The pair also share a desire to take action. “There are two camps, there’s one where you’re complaining about it, and there’s another where you do something about it,” Lamont offers. “So we said, ‘Okay, we talk about this a lot, so let’s actually do something.’”

“This project was born through that shared activism, in a way—a desire to create a platform that can be used for good,” Goodman adds.

They worked quickly to bring People of Craft to fruition—not an easy task for two busy designers with rigorous day jobs. “We wanted to get it out as fast as we could, because we both wanted to both start this conversation,” says Goodman. Lamont notes that they were eager to provide a concrete response to the companies, conferences, and other entities whose answer to a lack of diversity amongst their employees and participants had been “We can’t find these people.”

“Now our response is, ‘You’re just not looking hard enough. Here’s literally an entire database of them,’” Lamont says.

  • Photo by Adalis Martinez.

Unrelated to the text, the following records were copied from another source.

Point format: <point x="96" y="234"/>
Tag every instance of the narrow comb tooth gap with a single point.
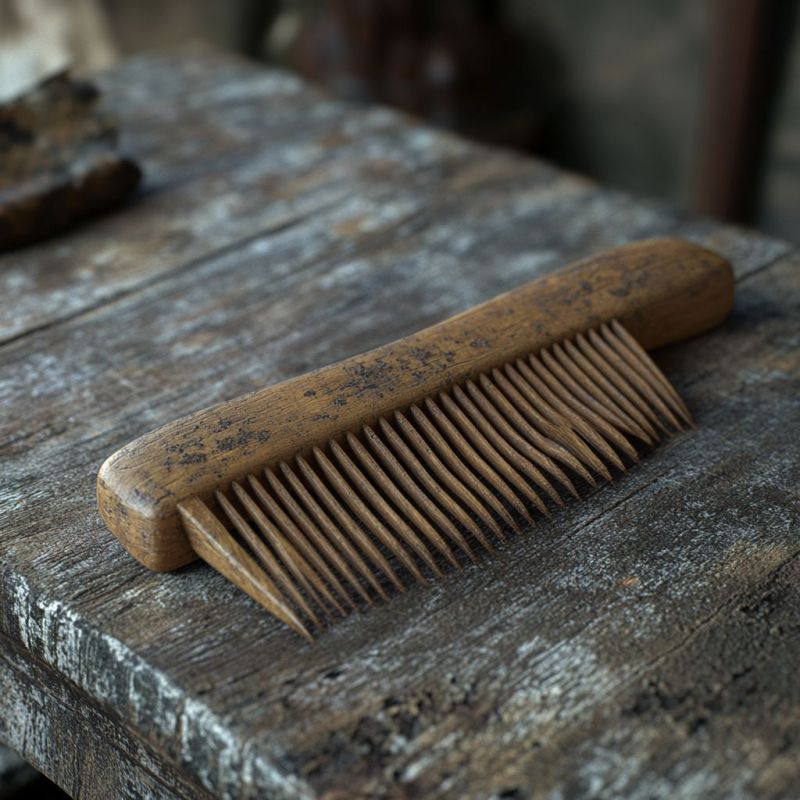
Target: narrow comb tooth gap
<point x="449" y="479"/>
<point x="562" y="383"/>
<point x="354" y="529"/>
<point x="502" y="459"/>
<point x="267" y="557"/>
<point x="309" y="550"/>
<point x="365" y="516"/>
<point x="524" y="378"/>
<point x="382" y="509"/>
<point x="438" y="443"/>
<point x="620" y="381"/>
<point x="555" y="450"/>
<point x="393" y="491"/>
<point x="549" y="422"/>
<point x="516" y="440"/>
<point x="313" y="532"/>
<point x="480" y="466"/>
<point x="415" y="492"/>
<point x="535" y="369"/>
<point x="635" y="355"/>
<point x="480" y="423"/>
<point x="444" y="493"/>
<point x="604" y="395"/>
<point x="601" y="379"/>
<point x="283" y="548"/>
<point x="634" y="379"/>
<point x="223" y="551"/>
<point x="336" y="533"/>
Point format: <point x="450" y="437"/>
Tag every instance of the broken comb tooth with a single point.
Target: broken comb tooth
<point x="367" y="484"/>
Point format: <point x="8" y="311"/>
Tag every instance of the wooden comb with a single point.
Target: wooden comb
<point x="329" y="489"/>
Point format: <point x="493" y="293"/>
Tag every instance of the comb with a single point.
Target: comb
<point x="334" y="489"/>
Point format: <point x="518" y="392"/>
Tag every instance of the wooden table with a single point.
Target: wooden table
<point x="645" y="643"/>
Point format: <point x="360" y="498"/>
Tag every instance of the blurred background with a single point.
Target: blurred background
<point x="693" y="101"/>
<point x="696" y="102"/>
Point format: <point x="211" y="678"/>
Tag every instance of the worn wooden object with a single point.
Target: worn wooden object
<point x="643" y="643"/>
<point x="59" y="161"/>
<point x="448" y="388"/>
<point x="663" y="291"/>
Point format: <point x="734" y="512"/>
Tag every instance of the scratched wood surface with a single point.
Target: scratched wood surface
<point x="643" y="643"/>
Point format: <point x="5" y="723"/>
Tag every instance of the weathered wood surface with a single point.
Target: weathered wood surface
<point x="644" y="643"/>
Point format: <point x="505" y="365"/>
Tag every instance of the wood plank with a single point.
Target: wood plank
<point x="64" y="734"/>
<point x="416" y="645"/>
<point x="636" y="645"/>
<point x="265" y="151"/>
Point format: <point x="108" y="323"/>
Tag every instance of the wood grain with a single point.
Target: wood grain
<point x="642" y="644"/>
<point x="662" y="290"/>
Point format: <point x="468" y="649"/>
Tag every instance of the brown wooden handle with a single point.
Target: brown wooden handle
<point x="662" y="290"/>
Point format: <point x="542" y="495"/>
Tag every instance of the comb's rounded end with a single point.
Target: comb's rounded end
<point x="151" y="531"/>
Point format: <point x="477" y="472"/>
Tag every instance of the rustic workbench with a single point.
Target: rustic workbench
<point x="644" y="643"/>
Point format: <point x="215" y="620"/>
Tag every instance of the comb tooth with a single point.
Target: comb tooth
<point x="391" y="490"/>
<point x="524" y="464"/>
<point x="401" y="476"/>
<point x="530" y="386"/>
<point x="431" y="485"/>
<point x="596" y="385"/>
<point x="456" y="464"/>
<point x="571" y="390"/>
<point x="480" y="465"/>
<point x="541" y="378"/>
<point x="458" y="487"/>
<point x="530" y="432"/>
<point x="624" y="387"/>
<point x="551" y="425"/>
<point x="638" y="358"/>
<point x="599" y="373"/>
<point x="298" y="539"/>
<point x="503" y="459"/>
<point x="349" y="524"/>
<point x="271" y="564"/>
<point x="524" y="446"/>
<point x="315" y="534"/>
<point x="334" y="533"/>
<point x="217" y="547"/>
<point x="381" y="507"/>
<point x="291" y="559"/>
<point x="634" y="379"/>
<point x="359" y="508"/>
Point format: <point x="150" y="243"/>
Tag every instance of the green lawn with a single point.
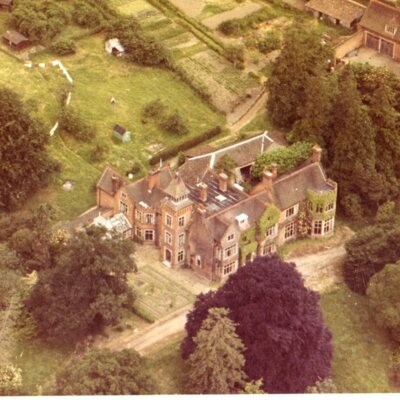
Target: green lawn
<point x="362" y="351"/>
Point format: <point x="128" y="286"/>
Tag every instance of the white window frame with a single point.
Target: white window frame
<point x="232" y="249"/>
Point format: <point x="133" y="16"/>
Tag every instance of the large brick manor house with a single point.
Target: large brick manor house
<point x="199" y="217"/>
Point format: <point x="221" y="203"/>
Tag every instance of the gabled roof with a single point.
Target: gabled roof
<point x="15" y="37"/>
<point x="291" y="188"/>
<point x="243" y="153"/>
<point x="378" y="15"/>
<point x="343" y="10"/>
<point x="177" y="188"/>
<point x="105" y="181"/>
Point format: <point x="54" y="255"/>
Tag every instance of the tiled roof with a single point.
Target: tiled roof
<point x="215" y="203"/>
<point x="291" y="188"/>
<point x="15" y="37"/>
<point x="378" y="15"/>
<point x="343" y="10"/>
<point x="243" y="153"/>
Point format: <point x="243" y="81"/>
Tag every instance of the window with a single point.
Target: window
<point x="271" y="231"/>
<point x="149" y="218"/>
<point x="268" y="248"/>
<point x="328" y="227"/>
<point x="149" y="235"/>
<point x="317" y="227"/>
<point x="229" y="268"/>
<point x="230" y="251"/>
<point x="123" y="207"/>
<point x="290" y="212"/>
<point x="390" y="29"/>
<point x="290" y="230"/>
<point x="330" y="207"/>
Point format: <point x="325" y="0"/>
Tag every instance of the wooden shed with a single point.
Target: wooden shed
<point x="122" y="134"/>
<point x="15" y="40"/>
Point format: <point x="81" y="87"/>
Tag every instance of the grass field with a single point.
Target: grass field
<point x="362" y="351"/>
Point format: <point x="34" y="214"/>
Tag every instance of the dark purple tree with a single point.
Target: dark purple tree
<point x="279" y="321"/>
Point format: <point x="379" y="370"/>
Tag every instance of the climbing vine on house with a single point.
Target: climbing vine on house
<point x="320" y="201"/>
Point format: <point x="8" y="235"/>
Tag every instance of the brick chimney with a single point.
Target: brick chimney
<point x="116" y="183"/>
<point x="153" y="179"/>
<point x="316" y="156"/>
<point x="223" y="181"/>
<point x="203" y="191"/>
<point x="267" y="179"/>
<point x="274" y="170"/>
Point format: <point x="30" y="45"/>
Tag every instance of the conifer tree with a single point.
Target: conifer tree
<point x="216" y="365"/>
<point x="315" y="112"/>
<point x="353" y="147"/>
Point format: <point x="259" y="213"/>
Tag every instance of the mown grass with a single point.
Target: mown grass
<point x="362" y="351"/>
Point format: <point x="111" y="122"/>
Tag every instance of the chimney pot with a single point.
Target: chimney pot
<point x="223" y="181"/>
<point x="316" y="156"/>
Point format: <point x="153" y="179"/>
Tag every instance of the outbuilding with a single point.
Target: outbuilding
<point x="15" y="40"/>
<point x="114" y="47"/>
<point x="122" y="134"/>
<point x="347" y="13"/>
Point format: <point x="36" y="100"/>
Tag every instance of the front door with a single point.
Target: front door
<point x="372" y="42"/>
<point x="387" y="48"/>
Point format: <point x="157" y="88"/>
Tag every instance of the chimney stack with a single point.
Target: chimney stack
<point x="267" y="179"/>
<point x="274" y="170"/>
<point x="116" y="184"/>
<point x="203" y="191"/>
<point x="223" y="181"/>
<point x="316" y="156"/>
<point x="153" y="179"/>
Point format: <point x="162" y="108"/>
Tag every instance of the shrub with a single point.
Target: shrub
<point x="72" y="123"/>
<point x="174" y="124"/>
<point x="63" y="47"/>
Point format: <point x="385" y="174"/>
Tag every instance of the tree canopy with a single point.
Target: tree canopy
<point x="103" y="372"/>
<point x="216" y="365"/>
<point x="24" y="163"/>
<point x="85" y="289"/>
<point x="279" y="322"/>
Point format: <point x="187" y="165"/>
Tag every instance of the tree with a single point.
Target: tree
<point x="10" y="380"/>
<point x="304" y="55"/>
<point x="85" y="289"/>
<point x="315" y="111"/>
<point x="352" y="155"/>
<point x="369" y="251"/>
<point x="383" y="296"/>
<point x="103" y="372"/>
<point x="278" y="320"/>
<point x="25" y="165"/>
<point x="216" y="365"/>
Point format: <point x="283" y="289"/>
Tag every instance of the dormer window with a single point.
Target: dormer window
<point x="390" y="29"/>
<point x="242" y="219"/>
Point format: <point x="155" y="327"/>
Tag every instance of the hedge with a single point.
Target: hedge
<point x="173" y="151"/>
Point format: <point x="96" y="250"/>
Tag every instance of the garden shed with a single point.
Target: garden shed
<point x="114" y="47"/>
<point x="122" y="134"/>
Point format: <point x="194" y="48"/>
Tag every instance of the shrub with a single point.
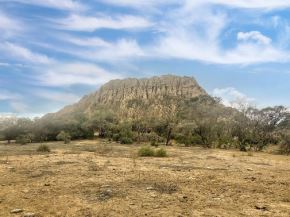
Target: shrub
<point x="285" y="144"/>
<point x="154" y="143"/>
<point x="43" y="148"/>
<point x="126" y="140"/>
<point x="23" y="139"/>
<point x="160" y="153"/>
<point x="146" y="151"/>
<point x="64" y="136"/>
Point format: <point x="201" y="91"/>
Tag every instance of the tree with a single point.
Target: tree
<point x="64" y="136"/>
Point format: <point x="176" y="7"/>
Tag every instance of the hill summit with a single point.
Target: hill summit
<point x="152" y="92"/>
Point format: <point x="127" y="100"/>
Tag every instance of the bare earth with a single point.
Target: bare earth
<point x="97" y="178"/>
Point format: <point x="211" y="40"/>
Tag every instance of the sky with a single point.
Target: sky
<point x="54" y="52"/>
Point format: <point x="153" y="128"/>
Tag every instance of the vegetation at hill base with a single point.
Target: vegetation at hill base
<point x="170" y="114"/>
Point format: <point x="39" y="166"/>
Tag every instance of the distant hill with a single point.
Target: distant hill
<point x="152" y="93"/>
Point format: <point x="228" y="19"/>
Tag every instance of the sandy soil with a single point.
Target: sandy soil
<point x="97" y="178"/>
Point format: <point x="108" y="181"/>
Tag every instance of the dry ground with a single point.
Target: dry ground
<point x="97" y="178"/>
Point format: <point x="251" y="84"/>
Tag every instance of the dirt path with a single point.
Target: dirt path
<point x="91" y="178"/>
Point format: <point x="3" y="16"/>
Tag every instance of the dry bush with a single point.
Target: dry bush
<point x="43" y="148"/>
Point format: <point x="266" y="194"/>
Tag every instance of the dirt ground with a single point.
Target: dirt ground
<point x="98" y="178"/>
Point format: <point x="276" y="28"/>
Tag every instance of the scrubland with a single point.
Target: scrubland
<point x="101" y="178"/>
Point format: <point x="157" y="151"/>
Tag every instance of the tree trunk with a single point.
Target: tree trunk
<point x="168" y="136"/>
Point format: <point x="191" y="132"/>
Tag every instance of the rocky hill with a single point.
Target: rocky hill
<point x="116" y="94"/>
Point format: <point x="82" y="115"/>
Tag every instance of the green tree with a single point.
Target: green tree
<point x="64" y="136"/>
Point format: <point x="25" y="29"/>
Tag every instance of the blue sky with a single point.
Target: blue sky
<point x="54" y="52"/>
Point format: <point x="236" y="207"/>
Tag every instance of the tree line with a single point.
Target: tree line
<point x="198" y="121"/>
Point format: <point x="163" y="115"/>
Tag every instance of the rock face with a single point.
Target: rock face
<point x="147" y="89"/>
<point x="151" y="91"/>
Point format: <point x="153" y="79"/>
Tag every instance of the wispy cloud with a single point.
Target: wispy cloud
<point x="23" y="54"/>
<point x="253" y="4"/>
<point x="91" y="23"/>
<point x="9" y="26"/>
<point x="56" y="96"/>
<point x="7" y="95"/>
<point x="72" y="5"/>
<point x="74" y="73"/>
<point x="231" y="97"/>
<point x="255" y="36"/>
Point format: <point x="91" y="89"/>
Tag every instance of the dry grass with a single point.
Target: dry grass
<point x="97" y="178"/>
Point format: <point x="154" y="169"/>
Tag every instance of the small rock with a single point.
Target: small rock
<point x="261" y="207"/>
<point x="149" y="188"/>
<point x="16" y="210"/>
<point x="29" y="214"/>
<point x="183" y="198"/>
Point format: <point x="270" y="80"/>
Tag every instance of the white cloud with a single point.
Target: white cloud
<point x="89" y="42"/>
<point x="7" y="95"/>
<point x="8" y="25"/>
<point x="18" y="106"/>
<point x="23" y="54"/>
<point x="254" y="36"/>
<point x="250" y="4"/>
<point x="231" y="97"/>
<point x="72" y="5"/>
<point x="91" y="23"/>
<point x="4" y="64"/>
<point x="75" y="73"/>
<point x="56" y="96"/>
<point x="99" y="50"/>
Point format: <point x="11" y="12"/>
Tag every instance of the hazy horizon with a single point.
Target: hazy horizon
<point x="53" y="53"/>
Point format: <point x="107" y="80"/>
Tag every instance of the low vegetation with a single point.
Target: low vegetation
<point x="43" y="148"/>
<point x="200" y="121"/>
<point x="147" y="151"/>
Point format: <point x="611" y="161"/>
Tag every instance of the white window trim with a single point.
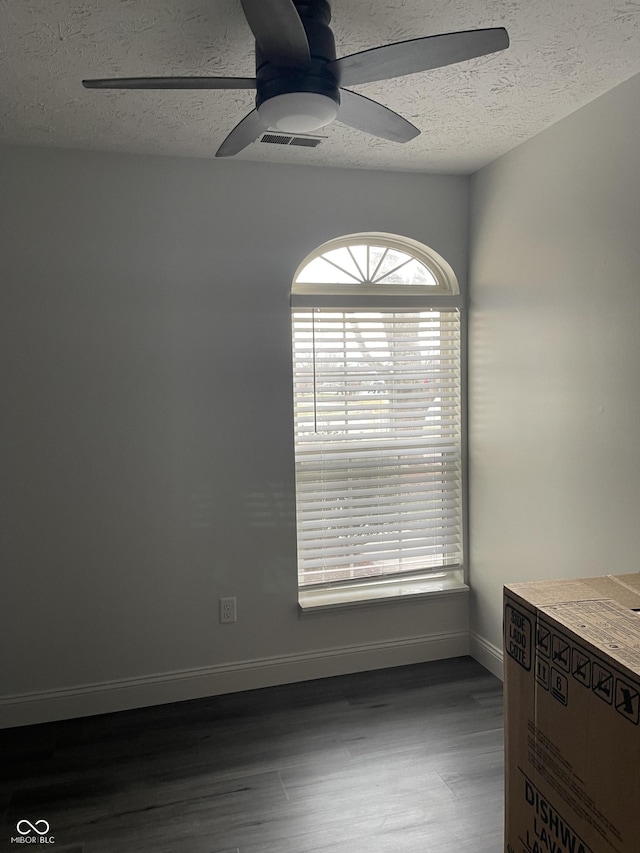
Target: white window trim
<point x="389" y="589"/>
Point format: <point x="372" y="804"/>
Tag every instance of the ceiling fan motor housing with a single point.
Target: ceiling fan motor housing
<point x="314" y="77"/>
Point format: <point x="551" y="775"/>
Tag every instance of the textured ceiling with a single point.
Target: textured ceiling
<point x="563" y="54"/>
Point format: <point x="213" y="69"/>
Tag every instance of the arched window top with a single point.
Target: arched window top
<point x="374" y="264"/>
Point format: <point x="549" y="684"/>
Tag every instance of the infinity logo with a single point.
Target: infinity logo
<point x="32" y="827"/>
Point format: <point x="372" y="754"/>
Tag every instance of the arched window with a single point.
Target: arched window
<point x="377" y="407"/>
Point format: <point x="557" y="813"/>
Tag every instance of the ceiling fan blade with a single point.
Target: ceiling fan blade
<point x="278" y="31"/>
<point x="172" y="83"/>
<point x="409" y="57"/>
<point x="372" y="117"/>
<point x="243" y="134"/>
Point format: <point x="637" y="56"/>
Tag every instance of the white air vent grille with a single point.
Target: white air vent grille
<point x="288" y="139"/>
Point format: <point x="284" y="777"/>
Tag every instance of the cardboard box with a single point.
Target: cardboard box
<point x="572" y="716"/>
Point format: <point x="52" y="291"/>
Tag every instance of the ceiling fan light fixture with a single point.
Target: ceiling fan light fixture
<point x="298" y="112"/>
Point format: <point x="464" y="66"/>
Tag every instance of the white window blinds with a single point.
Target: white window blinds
<point x="377" y="442"/>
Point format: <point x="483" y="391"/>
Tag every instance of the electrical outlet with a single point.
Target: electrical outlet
<point x="228" y="609"/>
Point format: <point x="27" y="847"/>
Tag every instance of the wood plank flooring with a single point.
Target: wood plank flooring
<point x="406" y="760"/>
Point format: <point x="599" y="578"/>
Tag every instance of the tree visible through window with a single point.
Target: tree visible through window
<point x="376" y="363"/>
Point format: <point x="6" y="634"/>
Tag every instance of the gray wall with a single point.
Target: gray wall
<point x="147" y="457"/>
<point x="554" y="356"/>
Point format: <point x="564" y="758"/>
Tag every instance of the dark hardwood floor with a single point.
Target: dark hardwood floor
<point x="405" y="760"/>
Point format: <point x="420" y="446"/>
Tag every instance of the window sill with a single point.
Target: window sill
<point x="385" y="591"/>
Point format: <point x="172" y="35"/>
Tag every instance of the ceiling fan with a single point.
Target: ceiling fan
<point x="300" y="83"/>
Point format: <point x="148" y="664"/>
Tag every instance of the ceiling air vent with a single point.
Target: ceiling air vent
<point x="287" y="139"/>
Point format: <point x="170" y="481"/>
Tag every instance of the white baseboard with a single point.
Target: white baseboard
<point x="487" y="654"/>
<point x="125" y="694"/>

Via @peopleofcraftsmanship via Instagram.

    Photo by Adalis Martinez. Via @peopleofcraftsmanship via Instagram.

  • Photo by Reina Takahashi. Via @peopleofcraftsmanship via Instagram.

    Photo by Reina Takahashi. Via @peopleofcraftsmanship via Instagram.

Currently, People of Craft includes over 300 professionals of color. Each person is represented by a thumbnail image to represent themselves or their work, alongside their name, creative focus, and links to personal websites and Instagram accounts. Using a navigation bar at the top of the page, users of the site can refine their searches by specific professional categories: designers, illustrators, artists, letterers, creative directors, photographers, entrepreneurs, writers, managers, and developers.

But Goodman and Lamont both emphasize that this is just the beginning of a project they hope will expand, both in the number of creatives listed on the site, and the overarching scope. Their first task is to add the 250-plus (and counting) submissions they’ve received over the last two weeks. By the end of the month, they expect People of Craft’s original database of 300 to double.

“As long as you identify as a person of color, and you believe what you’re doing is creative, then you belong on the site, and you should reach out to us,” Lamont explains. They hope this ever-growing digital rolodex will not only serve to connect companies to professionals of color, but also creatives to each other, thus fostering community and a support network.

Other future goals include introducing a lecture series, as well as a directory and calendar of diversity-supporting events and projects, like St. Louis-based designer Tim Hykes’s 28 Days of Black Designers project, which featured profiles of underrecognized black designers. Hykes was inspired by the 2016 Design Census, which found that black people made up only 3 percent of the U.S. participants who took the survey. “As designers,” Hykes writes on his project’s site, “we should be asking what can we do to solve this problem. The first answer is always more awareness and celebration.”

Just two weeks in, Goodman and Lamont are already well on their way to expanding their passion project, and turning it into a powerful tool for encouraging diversity across creative fields.